Metrics from all latest evaluations
scope: "all_latest"Applies the policy to metrics from the latest run of each evaluation in the AI app.
If you ran multiple evaluations with the same key, only the latest one is considered.
Custom scope
Use a fine-grained scope when you want a policy to apply only to specific evaluations, tasks, scorers, or metrics:
scope:
evaluation_keys: ["rag_eval_v1", "safety_eval_v2"]
task_specification_keys: ["rag_performance"]
scorer_keys: ["rag_checker"]
metric_keys: ["failure_rate"]All specified filters are ANDed together; omit any filter to leave it unconstrained.
If you ran multiple evaluations with the same key, only the latest is considered.
Aggregation
When a policy matches multiple data points, aggregation controls how the individual risk scores are combined into the final risk score:
| Value | Behaviour |
|---|---|
mean | Average across all matched metric values |
max | Worst-case: the highest individual score |
min | Best-case: the lowest individual score |
Risk Score Levels
The final aggregated risk score is mapped to a level based on fixed thresholds:
| Level | Score range |
|---|---|
low | 0 – 2.0 |
medium | 2.0 – 4.0 |
high | 4.0 – 9.0 |
critical | above 9.0 |
Manage Risk Scorers
To list all risk scorers registered for the current AI app:
$ lf list risk-scorerTo delete a risk scorer:
$ lf delete risk-scorer <key>Practical Tips
- Design scorer functions so results fall in the 0–10 range.

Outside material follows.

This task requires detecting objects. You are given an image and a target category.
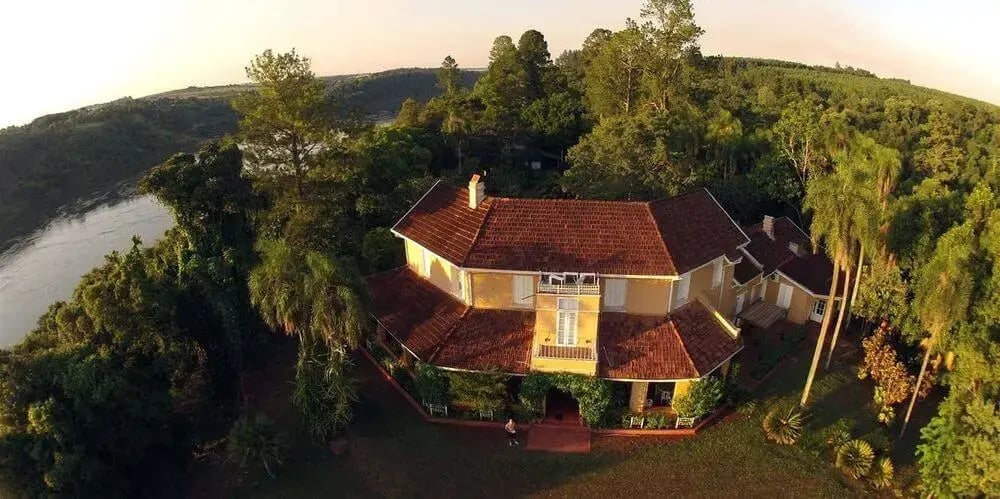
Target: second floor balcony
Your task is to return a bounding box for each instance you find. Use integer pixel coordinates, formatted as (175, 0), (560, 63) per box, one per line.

Multiplying a 0–1 metric by 10 maps cleanly to the risk level thresholds.
- Use
aggregation: "max"when a single failing evaluation should raise the overall risk level. - Use a fine-grained
scopeto exclude experimental evaluations from production risk tracking. - Reuse a single risk scorer across multiple policies by referencing the same
risk_scorer_keywith differentmetricorconfigvalues. - Use
lf overview risk-policies --jsonto integrate risk scores into CI pipelines or dashboards. - Iterate: define policies after you have seen the metrics your evaluations produce.